Now one can honestly argue that you cannot know all of the costs a friendship might require, but you can know if you are willing to eventually answer Jesus’ definition of a true friend:

My command is this: Love each other as I have loved you. Greater love has no one than this, that he lay down his life for his friends. You are my friends if you do what I command. John 15:12-14

Yes, Samwise Gamgee proved a true friend of Frodo; while Peter failed the test of friendship the first time around. He denied three times knowing Jesus when put to the test. Fortunately for Peter he was given many second chances, none of which he failed. We can all hope to be a Samwise, or have the grace after failure to be like a renewed Peter, but either way, friendship rises or falls on the altar of paying the cost. Either we are willing or we are not.

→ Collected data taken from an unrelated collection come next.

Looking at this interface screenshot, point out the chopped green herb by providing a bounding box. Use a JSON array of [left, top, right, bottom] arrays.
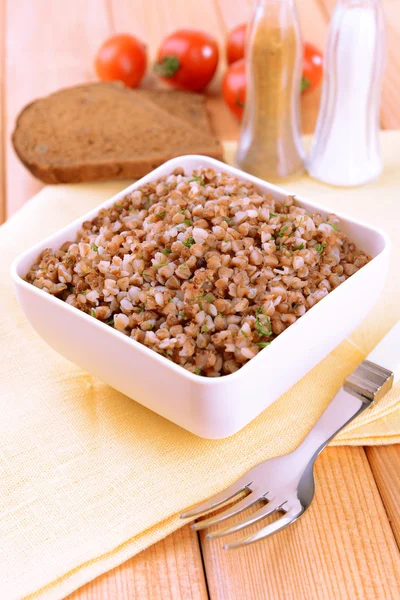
[[168, 296, 173, 302], [155, 210, 166, 217], [114, 203, 122, 209], [194, 367, 201, 375], [295, 243, 305, 250], [153, 263, 167, 269], [298, 217, 304, 224], [255, 309, 272, 337], [201, 324, 209, 333], [240, 329, 249, 338], [269, 212, 278, 217], [188, 176, 205, 186], [315, 243, 326, 254], [182, 236, 195, 248], [162, 248, 172, 255], [148, 323, 154, 330], [143, 272, 150, 277], [106, 318, 114, 325], [180, 208, 187, 214], [255, 342, 271, 348], [80, 290, 87, 295], [326, 221, 339, 231], [183, 219, 191, 226], [90, 243, 98, 252], [277, 225, 289, 238], [203, 293, 215, 303], [178, 311, 186, 318], [199, 301, 203, 311], [90, 308, 96, 318], [223, 217, 232, 223], [179, 264, 189, 269], [131, 307, 141, 313]]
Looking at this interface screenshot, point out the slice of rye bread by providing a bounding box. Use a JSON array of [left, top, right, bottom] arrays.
[[12, 82, 224, 184]]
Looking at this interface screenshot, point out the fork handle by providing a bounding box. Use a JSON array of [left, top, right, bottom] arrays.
[[292, 321, 400, 463], [291, 389, 365, 464]]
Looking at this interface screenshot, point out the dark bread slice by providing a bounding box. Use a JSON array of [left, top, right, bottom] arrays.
[[12, 83, 223, 184], [138, 89, 213, 134]]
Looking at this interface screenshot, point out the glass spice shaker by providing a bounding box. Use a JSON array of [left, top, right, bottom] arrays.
[[307, 0, 386, 186], [236, 0, 305, 181]]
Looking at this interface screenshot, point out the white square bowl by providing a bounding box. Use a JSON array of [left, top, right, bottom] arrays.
[[11, 156, 390, 439]]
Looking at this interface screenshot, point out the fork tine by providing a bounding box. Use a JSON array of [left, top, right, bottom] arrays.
[[192, 489, 262, 531], [205, 497, 286, 539], [180, 475, 252, 520], [223, 505, 304, 550]]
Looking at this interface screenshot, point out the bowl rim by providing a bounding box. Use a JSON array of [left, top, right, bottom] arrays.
[[10, 154, 391, 387]]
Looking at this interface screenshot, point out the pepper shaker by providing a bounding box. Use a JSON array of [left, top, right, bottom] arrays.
[[236, 0, 305, 181], [307, 0, 386, 186]]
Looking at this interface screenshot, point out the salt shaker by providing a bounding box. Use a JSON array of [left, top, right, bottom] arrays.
[[307, 0, 386, 187], [236, 0, 305, 181]]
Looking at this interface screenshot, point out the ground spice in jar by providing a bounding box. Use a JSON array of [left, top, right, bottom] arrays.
[[236, 1, 304, 180]]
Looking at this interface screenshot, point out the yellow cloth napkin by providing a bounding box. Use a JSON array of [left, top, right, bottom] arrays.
[[1, 132, 400, 600]]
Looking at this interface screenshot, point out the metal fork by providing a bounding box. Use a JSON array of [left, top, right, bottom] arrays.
[[181, 322, 400, 549]]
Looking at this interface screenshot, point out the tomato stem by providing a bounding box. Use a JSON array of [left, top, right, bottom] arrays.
[[301, 76, 311, 93], [154, 56, 180, 78], [235, 97, 245, 109]]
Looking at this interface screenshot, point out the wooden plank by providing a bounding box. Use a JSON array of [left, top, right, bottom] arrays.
[[67, 525, 208, 600], [379, 0, 400, 129], [0, 0, 5, 224], [5, 0, 111, 218], [200, 447, 400, 600], [366, 445, 400, 548], [319, 0, 400, 130]]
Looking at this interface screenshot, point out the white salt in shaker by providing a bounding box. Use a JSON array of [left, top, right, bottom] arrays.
[[306, 0, 386, 187]]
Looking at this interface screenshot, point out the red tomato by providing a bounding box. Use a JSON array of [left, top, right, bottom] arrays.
[[226, 23, 247, 65], [222, 59, 246, 119], [154, 29, 219, 92], [301, 42, 323, 94], [95, 34, 147, 88]]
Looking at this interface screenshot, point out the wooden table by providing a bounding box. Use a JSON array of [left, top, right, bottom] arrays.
[[2, 1, 400, 598]]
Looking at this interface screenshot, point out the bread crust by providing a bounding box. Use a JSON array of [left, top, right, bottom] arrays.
[[12, 83, 224, 184]]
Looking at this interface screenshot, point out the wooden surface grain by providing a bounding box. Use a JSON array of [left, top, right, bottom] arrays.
[[1, 1, 400, 599], [366, 445, 400, 548], [67, 525, 208, 600], [200, 448, 400, 600]]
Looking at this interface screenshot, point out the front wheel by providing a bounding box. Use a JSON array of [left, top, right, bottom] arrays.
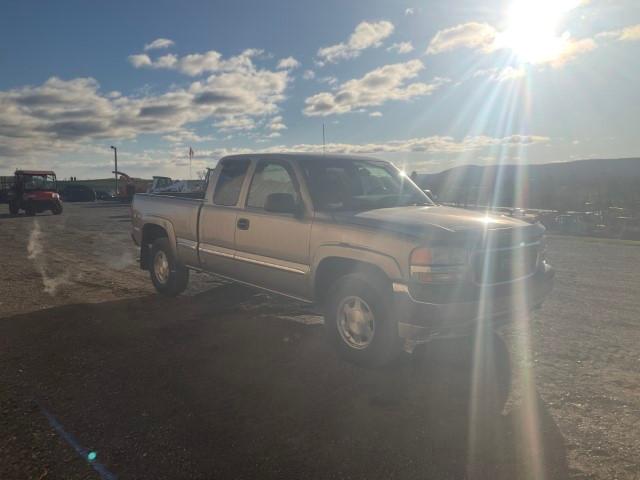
[[324, 273, 400, 367], [51, 201, 63, 215], [149, 238, 189, 296], [25, 202, 36, 216]]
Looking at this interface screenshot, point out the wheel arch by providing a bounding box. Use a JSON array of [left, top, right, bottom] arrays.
[[140, 218, 177, 270], [312, 246, 401, 306]]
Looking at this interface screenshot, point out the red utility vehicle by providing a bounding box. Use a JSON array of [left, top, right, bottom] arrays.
[[0, 170, 63, 216]]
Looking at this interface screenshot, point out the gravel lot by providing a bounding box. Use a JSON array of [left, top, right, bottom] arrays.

So, are you a true friend to someone? If you are married, I hope your wife or husband is a true friend. And, as you go through life, I hope you develop at least one other true friend, someone who fits Proverbs 18:24

A man of many companions may come to ruin, but there is a friend who sticks closer than a brother.

Grace and peace and a true friendship be yours.

4 thoughts on “Friends, Food, And Fellowship

  1. Excellent post. True friendship is undoubtedly one of the greatest gifts that God gives us – and certainly one of the key roles in our sanctification.

  2. It takes a real friend to tell us the tough things and then pay the cost of our reaction, while holding onto us with all their might. Real Christian growth depends on many things, but a true Christian friend is high on my list. I need someone to hold up a faithful mirror to me and not run away when I react.

    In the end, psychlogists are really paid friends, and all the research has shown just as many people improve by talking to friends as talking to analysts.

    So, make a true friend and add immeasurably to your life.